Bir mimarlık tarihçisi olarak Müller-Wiener’in mimari bir yapıya bakış açısı sadece o yapının yapıldığı tarihle ilgili olmadı. O, yapım sürecine kaynaklık eden geçmişle daha çok ilgilendi. Bunun yansımalarını Darmstad Yüksek Teknik Okulu Mimarlık Tarihi Kürsüsü’nde başlattığı kent seminerlerinde, 1976-1988 yılları arasında birinci müdürlüğünü yürüttüğü İstanbul’daki Alman Arkeoloji Enstitüsü’nün araştırmalarında, başkanlığını yürüttüğü Milet ve Priene kazılarında, İstanbul Üniversitesi’nde on yıl boyunca sürdürdüğü “Antik Dönem Mimarlığı” derslerinde ve Zeyrek’te başlayıp tüm İstanbul’a yayılan ahşap evlerin envanteri çalışmasında da görebiliyoruz. Tüm araştırmalarında ve üniversitedeki derslerinde işlediği konunun gelişimini bir bütün olarak ele almayı tercih etti. Mimarlık ve sanat tarihi disiplinini geçmişte üretilmiş bir şeyin tanıtılması olarak değil modern mimarlığın ve hayatın kaynağı olarak gördü.

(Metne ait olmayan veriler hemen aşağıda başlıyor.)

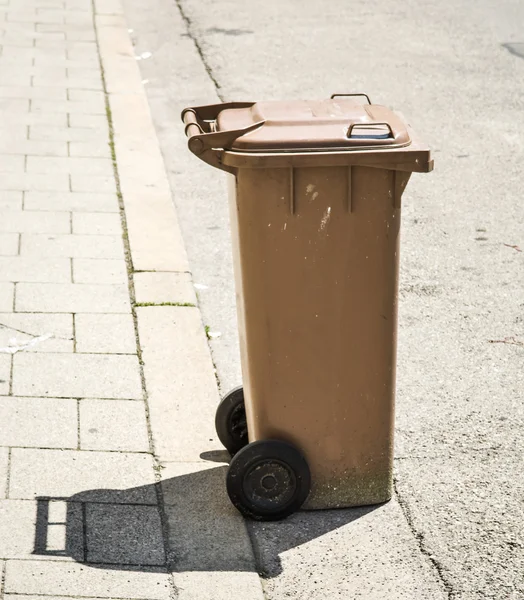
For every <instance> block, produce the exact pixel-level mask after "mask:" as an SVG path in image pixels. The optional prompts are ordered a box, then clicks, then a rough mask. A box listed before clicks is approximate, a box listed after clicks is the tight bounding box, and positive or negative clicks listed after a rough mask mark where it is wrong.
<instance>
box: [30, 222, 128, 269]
mask: <svg viewBox="0 0 524 600" xmlns="http://www.w3.org/2000/svg"><path fill="white" fill-rule="evenodd" d="M34 214H36V215H41V214H45V213H41V212H40V213H36V212H35V213H34ZM20 253H21V255H22V256H28V255H38V256H49V257H53V256H67V257H70V258H123V257H124V246H123V243H122V237H121V236H119V235H112V236H110V235H76V234H73V235H50V234H38V233H24V234H22V244H21V251H20Z"/></svg>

Yakın çalışma arkadaşlarına sürekli “iş çok, vakit yok, para yok” derdi. İstanbul limanlarıyla ilgili kapsamlı araştırmasını yayınlamaya ömrü yetmedi. Onun ardından “İstanbul Limanı” ismiyle yayınlanan kitabın önsözüne Elfriede Müller-Wiener şu notu düştü: “…onu böylesine ansızın yakalamış olan bu ölüm, bir bakıma hayatının bu eserde tamamlanmasıydı. Bu eseri tamamlamayı son ve büyük bir çabayla başarmış, hayatı boyunca onu büyüleyen şeyleri bir araya getirmeye çalışmıştı…” Hayatı da 25 Mart 1991’de işte bu büyülendiği limanda sonlandı.

En başa dönersek, doğduğumuz kent mi, yoksa doyduğumuz kent mi memleketimiz? Wolfgang Müller-Wiener adına bu sorunun cevabını, uzun yıllar onunla birlikte çalışan meslektaşları veriyor: Onun soy isminde Viyanalı anlamına gelen “Wiener”i, “Istanbuler” (İstanbullu) diye telaffuz ediyorlar.

İstanbul Ansiklopedisi, NTV Yayınları.